Her poems were also written in different voices, and although they had been published along with those of other poets in magazines, hers had seemed peripheral and unremarkable. On the page they hadn’t looked like hers, the overall selection didn’t seem to have been made very well, and to crown it all there had been two printing errors. Alik was terribly proud and bought up a whole stack of copies to give to all their friends, but Masha privately resolved not to allow any more ephemeral publications but to wait until she could bring out a proper volume of her own work.
Their closeness was so rare and so complete that it showed in shared tastes, in the structure of their speech, and in the tone of their humor. Over the years even their body language became similar, and it looked as though by the time they were old they would be like a couple of parrots. Sometimes, guessing an unspoken thought from the other’s eyes, they would chorus their beloved Brodsky: “They had lived so long together that the second of January again fell on a Tuesday.”

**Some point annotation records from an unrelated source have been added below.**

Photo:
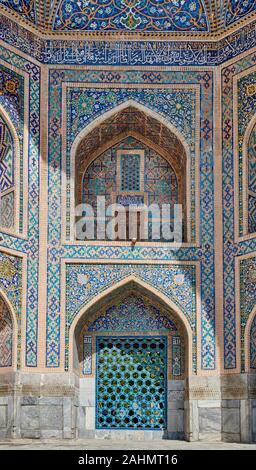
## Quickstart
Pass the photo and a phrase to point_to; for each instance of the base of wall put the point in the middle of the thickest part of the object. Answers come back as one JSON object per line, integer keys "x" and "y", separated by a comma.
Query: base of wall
{"x": 59, "y": 406}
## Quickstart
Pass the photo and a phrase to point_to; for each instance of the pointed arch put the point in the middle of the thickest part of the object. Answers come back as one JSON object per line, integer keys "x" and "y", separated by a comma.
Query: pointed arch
{"x": 183, "y": 155}
{"x": 247, "y": 339}
{"x": 147, "y": 289}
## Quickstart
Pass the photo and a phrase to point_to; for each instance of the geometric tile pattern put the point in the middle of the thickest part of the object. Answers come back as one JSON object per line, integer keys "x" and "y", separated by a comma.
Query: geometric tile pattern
{"x": 253, "y": 345}
{"x": 6, "y": 157}
{"x": 176, "y": 105}
{"x": 85, "y": 104}
{"x": 177, "y": 356}
{"x": 100, "y": 179}
{"x": 83, "y": 282}
{"x": 252, "y": 182}
{"x": 237, "y": 9}
{"x": 87, "y": 355}
{"x": 13, "y": 101}
{"x": 11, "y": 285}
{"x": 26, "y": 8}
{"x": 7, "y": 210}
{"x": 247, "y": 300}
{"x": 131, "y": 382}
{"x": 130, "y": 172}
{"x": 139, "y": 15}
{"x": 141, "y": 53}
{"x": 5, "y": 335}
{"x": 132, "y": 314}
{"x": 246, "y": 110}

Masha found a German word in a linguistics textbook which expressed their special relatedness: Geschwister. It was a unique word meaning “brother and sister,” but the German conjoining had some hidden additional meaning.
They had given each other no vows of fidelity. Indeed, on the eve of their wedding they had agreed that their union should be a union of two free people and that they would never stoop to jealousy and deceit because each would retain the right to independence. In the first year of marriage, feeling a slight disquiet that Alik should be the only man she had known, Masha undertook a few sexual experiments: with a former classmate, with a literary bureaucrat at a youth journal where she had once been published, and with some completely random individual, just to make sure she hadn’t been missing out.